Developers have always loved the waterfront in London for building large-scale luxury residences. “They are low risk investments,” Carl Davenport of Chesterton Humberts says, “views of the river don’t lose their value. Especially with waterfront homes because there’s no danger that someone can build in front of them.” Prices barely moved over the recession and now they on the ascent.
Their asset status has encouraged developers to push further west. The recently opened 199-apartment NEO Bankside, next to the Tate Modern, and the newly launched Doulton House development at Chelsea Creek, are testaments to that fact.
Reassuringly, for those keen on the idea of a boat trip to work, the developments have historically encouraged the Mayor to improve the transport facilities. In 2009, the Imperial Wharf overground station opened to give residents better access to the city. Davenport says these sort of transport innovations have an enormous impact: “Those who bought off-plan at St. Georges Wharf all made £100,000 when they re-sold a few years later. A lot of that is to do with the area’s great transport links into the city.” Now the same approach has been taken for NEO Bankside. Blackfriars tube at the foot of the development is being refurbished and the pier and boat service improved. Indeed, the public “clipper” and river taxi services already have people commuting to work by boat from the NEO Bankside development. The clipper from Bankside, for instance, can get you to Canary Wharf in just under 20 minutes, using your Oyster card for admission.

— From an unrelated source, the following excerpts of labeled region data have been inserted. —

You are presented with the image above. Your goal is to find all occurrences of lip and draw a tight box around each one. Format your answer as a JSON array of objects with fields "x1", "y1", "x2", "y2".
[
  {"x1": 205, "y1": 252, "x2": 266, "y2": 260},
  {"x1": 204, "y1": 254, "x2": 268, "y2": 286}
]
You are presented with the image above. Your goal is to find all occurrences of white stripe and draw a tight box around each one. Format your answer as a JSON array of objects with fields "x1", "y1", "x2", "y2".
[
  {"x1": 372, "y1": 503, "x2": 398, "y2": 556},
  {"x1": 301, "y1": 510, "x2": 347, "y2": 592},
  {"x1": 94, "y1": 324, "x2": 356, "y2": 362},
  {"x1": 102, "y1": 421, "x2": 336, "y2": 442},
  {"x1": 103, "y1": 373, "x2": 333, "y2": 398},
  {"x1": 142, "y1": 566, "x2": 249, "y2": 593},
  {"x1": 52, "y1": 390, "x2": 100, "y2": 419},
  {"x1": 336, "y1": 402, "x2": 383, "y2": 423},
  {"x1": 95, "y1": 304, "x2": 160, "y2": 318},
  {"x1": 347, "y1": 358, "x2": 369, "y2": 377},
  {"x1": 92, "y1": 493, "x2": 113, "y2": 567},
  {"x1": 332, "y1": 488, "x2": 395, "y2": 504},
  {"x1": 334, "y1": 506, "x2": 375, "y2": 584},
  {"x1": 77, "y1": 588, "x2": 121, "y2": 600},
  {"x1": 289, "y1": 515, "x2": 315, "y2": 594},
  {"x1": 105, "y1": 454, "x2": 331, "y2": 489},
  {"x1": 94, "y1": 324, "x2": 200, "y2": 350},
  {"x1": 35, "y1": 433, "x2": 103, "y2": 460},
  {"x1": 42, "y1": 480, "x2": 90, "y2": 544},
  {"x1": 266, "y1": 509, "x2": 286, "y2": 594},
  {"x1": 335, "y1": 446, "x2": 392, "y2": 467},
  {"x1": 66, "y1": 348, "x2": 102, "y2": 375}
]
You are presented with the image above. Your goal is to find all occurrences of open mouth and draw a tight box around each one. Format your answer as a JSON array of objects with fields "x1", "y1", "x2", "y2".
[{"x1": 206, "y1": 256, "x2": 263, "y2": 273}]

The increased provision for private mooring around the developments, however, could make commuting to work on your own small speedboat fashionable. Riverside resident Rupert Lee-Browne already does this. He has a mooring at Cadogan Pier and regularly uses this to commute to the City: “It is quite expensive and occasionally unreliable, but by far and away the most beautiful way to travel in London. Every time I go up and down the river I discover something completely new. I’ve done it now for a few years I am still in love with it.”
If you are interested in buying your own slice of the riverside life, you should try to buy a home looking out on to the water if you want to get a strong return on your investment. Davenport says there is a 20-30 per cent premium on a river view when you sell. “Up until now, lots of people have seen the river as a barrier to work rather than benefit – all this investment could change that.”